Deux personnages aux caractères antagonistes qui doivent leur aura à leur passage dans la grande « Scuderia ». Niki dans sa  312 T2 en couverture : petit appel du pied aux cinéphiles marqués par le film de Ron Howard  ? Nous l’ignorons. Mais la personnalité de cet homme va tellement au-delà  de celle du pilote qu’elle nous semble être en phase avec cette passion Ferrari et l’esprit de ce dernier.  Quand il s’agit de passion …Jean, lui aussi a été vacciné au « Cavallino Rampante ». D’ailleurs il évoque une entrée en religion et ses années heureuses en F1… Les siennes firent partie des nôtres et combien avons-nous espéré pour lui les victoires que son talent méritait.  Son bonheur aurait-il mis sous l’éteignoir la possibilité d’un palmarès plus étoffé ?   De la psychologie sportive… Sa spontanéité nous vaut une préface donnant sa couleur à l’ouvrage, celle de la dévotion objective.
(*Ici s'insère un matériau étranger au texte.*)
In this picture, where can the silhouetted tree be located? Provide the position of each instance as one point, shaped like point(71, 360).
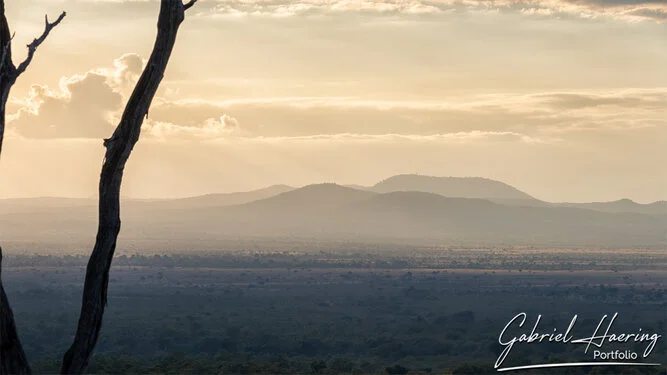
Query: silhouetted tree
point(118, 150)
point(12, 356)
point(9, 72)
Oui c’est possible.

Jean Alesi - Ferrari @ DR

Jean Alesi – Ferrari @ DR

Le visiteur sans notes

Nous ne décrirons pas par le menu, les 93 chapitres mentionnés plus haut mais nous attarderons sur quelques-uns d’entre eux, comme autant d’illustrations de ce formidable témoignage. En tout premier lieu, celui qui nous a le plus étonné, évoquant les visites de Johnny à Maranello entre 1973 et 1987 au cours desquelles il a pu interroger Enzo Ferrari sur les évolutions techniques et politiques de la F1. Les mots et cartes envoyées au journaliste par l’Ingegnere  montrent en quelle haute estime, dans une relation franche et directe, non exempte de reproches parfois, ce dernier le tenait. Mais le jeudi 29 mars 1973, on devine que Johnny malgré son flegme et sa tranquille assurance  était impressionné. La pièce est austère, sans décoration et dans une semi-pénombre. Johnny pose ses questions en français  et reçoit les réponse en italien. Pas d’enregistrement. Pas de notes. Telles étaient les conditions.  Et malgré le temps qui s’écoule entre interview et visite guidée, par Mr Ferrari lui-même, de la nouvelle piste de Fiorano et de ses installations puis apéritif « Formule 2 », Johnny parvient à retranscrire fidèlement les propos du « vieil homme de Maranello ». Si fidèlement  que celui – ci lui enverra un mot pour l’en féliciter ( « C’est la première fois qu’un journaliste m’interviewe sans note et rapporte avec une parfaite fidélité mes propos ») et  lui en fera la remarque en plusieurs occasions lors de visites ultérieures.  Neuf visites suivront jusqu’à celle du 11 décembre 1987 au cours de laquelle apparut au groupe qu’il avait convié à un déjeuner à Fiorano, un Ferrari disert mais fatigué. Ce sera sa dernière apparition publique.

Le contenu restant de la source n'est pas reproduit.